Masa awal setelah Perang Dunia II cukup sulit bagi AS untuk bersikap. Jauh sebelum Kekaisaran Jepang masuk ke dalam cerita sejarah kemerdekaan Indonesia, AS sangat berpihak kepada Belanda. AS tidak punya peran dalam urusan rumah tangga Belanda dan koloninya di Hindia karena kesepakatan politik.
Tanggung jawab AS jadi besar terhadap koloni Hindia Belanda menjelang Perang Dunia II. Sebelum Jepang masuk ke Hindia Belanda, Gubernur Jenderal Van Mook dan Jenderal Douglas MacArthur sempat mengadakan kesepakatan tentang pengembalian Hindia ke Belanda setelah Perang.

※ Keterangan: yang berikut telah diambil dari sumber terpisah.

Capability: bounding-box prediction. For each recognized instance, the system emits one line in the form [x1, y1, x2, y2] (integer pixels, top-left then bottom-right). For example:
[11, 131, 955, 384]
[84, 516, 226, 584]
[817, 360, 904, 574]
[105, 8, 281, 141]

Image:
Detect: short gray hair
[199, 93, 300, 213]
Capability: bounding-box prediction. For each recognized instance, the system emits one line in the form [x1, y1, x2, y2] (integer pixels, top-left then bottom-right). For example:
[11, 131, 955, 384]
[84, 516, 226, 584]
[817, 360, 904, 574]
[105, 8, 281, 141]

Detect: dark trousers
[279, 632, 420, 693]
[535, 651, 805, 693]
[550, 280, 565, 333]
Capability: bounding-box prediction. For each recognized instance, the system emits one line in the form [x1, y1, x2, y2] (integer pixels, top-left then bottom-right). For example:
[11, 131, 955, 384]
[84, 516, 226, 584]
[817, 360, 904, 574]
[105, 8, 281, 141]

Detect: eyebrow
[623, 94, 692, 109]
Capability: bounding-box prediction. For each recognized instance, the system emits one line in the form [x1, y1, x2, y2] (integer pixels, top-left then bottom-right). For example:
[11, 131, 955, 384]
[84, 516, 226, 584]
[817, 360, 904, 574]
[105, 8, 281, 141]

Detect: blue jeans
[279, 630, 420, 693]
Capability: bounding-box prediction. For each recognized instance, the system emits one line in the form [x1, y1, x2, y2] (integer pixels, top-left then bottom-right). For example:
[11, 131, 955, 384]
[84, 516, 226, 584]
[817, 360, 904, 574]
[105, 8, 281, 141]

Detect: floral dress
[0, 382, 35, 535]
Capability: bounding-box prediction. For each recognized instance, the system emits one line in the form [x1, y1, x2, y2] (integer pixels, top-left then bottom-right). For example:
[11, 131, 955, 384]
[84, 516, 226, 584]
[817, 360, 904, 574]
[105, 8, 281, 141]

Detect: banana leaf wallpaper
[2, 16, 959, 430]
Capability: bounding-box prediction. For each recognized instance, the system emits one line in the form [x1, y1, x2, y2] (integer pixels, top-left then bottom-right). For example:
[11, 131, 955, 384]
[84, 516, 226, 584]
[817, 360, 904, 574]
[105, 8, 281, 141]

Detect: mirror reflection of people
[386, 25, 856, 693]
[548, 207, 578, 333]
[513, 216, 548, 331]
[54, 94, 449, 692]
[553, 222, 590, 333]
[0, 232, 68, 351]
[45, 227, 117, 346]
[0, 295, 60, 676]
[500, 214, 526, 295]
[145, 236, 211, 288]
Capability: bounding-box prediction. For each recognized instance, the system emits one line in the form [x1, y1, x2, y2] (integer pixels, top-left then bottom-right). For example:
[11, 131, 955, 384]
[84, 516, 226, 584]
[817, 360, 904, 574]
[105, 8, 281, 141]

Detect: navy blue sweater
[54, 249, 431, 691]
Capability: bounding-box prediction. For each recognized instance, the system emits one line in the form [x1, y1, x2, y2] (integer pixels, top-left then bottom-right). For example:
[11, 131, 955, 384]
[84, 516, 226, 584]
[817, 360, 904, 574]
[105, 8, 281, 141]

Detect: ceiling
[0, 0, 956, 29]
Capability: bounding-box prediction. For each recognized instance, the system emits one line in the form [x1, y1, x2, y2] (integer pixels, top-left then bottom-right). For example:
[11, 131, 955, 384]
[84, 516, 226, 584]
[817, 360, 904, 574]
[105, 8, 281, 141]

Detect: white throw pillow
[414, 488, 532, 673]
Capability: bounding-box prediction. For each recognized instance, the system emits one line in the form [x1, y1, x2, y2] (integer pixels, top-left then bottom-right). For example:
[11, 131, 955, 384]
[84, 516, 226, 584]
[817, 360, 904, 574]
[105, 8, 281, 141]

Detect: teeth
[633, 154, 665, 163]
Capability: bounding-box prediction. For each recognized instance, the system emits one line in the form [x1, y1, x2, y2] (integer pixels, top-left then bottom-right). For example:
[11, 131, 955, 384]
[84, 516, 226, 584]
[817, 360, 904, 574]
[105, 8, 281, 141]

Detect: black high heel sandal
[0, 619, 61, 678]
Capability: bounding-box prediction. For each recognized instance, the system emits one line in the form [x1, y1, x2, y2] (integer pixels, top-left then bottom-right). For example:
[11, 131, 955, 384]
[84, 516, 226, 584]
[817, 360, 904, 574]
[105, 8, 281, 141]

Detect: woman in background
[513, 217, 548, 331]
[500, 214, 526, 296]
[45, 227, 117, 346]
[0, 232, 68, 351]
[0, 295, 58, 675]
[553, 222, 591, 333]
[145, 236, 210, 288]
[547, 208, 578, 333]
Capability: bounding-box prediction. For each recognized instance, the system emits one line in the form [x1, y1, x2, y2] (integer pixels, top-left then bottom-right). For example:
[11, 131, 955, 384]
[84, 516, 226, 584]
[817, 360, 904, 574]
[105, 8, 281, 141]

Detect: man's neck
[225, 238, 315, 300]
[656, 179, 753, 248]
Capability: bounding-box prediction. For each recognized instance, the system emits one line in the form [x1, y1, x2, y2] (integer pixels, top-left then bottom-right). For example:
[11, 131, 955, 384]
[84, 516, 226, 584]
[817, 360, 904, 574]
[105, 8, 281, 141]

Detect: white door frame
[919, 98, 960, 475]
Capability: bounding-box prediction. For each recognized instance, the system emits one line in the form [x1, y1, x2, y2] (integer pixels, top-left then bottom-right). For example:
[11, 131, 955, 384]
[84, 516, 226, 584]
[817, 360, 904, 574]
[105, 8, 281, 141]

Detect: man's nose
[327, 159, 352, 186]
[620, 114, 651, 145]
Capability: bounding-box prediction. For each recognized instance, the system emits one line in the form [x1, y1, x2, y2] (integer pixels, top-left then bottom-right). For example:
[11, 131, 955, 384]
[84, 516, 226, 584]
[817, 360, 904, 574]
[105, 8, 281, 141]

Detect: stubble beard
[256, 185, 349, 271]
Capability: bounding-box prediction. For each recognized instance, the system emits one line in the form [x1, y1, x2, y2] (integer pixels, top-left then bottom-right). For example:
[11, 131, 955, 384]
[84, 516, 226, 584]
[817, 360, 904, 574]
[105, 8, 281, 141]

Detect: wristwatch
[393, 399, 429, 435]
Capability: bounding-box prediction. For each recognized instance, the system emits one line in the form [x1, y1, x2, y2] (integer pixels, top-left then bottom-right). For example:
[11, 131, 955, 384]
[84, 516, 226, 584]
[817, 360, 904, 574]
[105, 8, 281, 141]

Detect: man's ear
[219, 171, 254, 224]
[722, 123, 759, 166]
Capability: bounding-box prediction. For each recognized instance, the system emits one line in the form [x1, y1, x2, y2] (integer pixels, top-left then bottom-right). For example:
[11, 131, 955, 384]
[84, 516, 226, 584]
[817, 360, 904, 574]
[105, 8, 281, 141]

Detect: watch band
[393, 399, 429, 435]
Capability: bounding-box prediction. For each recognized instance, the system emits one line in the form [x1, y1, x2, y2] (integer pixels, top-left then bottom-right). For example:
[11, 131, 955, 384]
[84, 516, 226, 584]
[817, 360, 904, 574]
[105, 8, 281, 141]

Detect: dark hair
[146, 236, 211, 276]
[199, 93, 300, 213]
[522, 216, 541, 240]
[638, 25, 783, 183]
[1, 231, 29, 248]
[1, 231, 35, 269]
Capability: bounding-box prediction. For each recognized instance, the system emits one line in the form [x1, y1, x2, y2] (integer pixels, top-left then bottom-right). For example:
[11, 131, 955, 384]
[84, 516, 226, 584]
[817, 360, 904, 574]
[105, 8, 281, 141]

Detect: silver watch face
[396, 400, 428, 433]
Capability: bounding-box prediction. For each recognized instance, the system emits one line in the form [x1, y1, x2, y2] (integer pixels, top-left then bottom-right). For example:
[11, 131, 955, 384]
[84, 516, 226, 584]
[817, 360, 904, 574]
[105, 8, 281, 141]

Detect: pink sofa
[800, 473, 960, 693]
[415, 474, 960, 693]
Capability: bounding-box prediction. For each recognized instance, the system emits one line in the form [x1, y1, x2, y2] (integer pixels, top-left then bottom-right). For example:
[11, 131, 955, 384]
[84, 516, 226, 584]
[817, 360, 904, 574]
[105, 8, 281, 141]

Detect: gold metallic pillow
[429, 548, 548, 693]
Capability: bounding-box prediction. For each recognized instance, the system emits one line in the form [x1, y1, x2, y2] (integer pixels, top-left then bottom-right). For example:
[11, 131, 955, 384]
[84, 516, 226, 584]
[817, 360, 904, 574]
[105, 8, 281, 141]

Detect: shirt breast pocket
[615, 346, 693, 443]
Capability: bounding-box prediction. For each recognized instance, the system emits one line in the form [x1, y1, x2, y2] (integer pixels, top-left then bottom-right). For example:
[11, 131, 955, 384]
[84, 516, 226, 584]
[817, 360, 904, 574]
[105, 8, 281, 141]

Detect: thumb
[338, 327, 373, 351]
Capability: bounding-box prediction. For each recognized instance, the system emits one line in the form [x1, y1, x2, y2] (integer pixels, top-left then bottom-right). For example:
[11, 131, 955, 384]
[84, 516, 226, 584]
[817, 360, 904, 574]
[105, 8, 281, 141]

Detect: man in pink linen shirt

Agustus 1945, Kekaisaran Jepang menyerah tanpa syarat, namun Indonesia memproklamasikan kemerdekaannya. Selama 3,5 tahun kependudukan Jepang mendorong nasionalisme berkembang lebih pesat dari masa sebelumnya. Upaya kemerdekaan ini memiliki lembaga, rancangan ideologi, UUD, dan berbagai laskar pejuang yang terorganisasi.
Dalam buku War Against Japan Vol. 2, The Surrender of Japan, yang ditulis oleh veteran Sekutu menulis "Metamorfosis nyata terjadi selama tahun-tahun perang dan bangkitnya nasionalisme fanatik, yang karena alasan tertentu tidak disadari oleh Intelijen Sekutu dan Belanda."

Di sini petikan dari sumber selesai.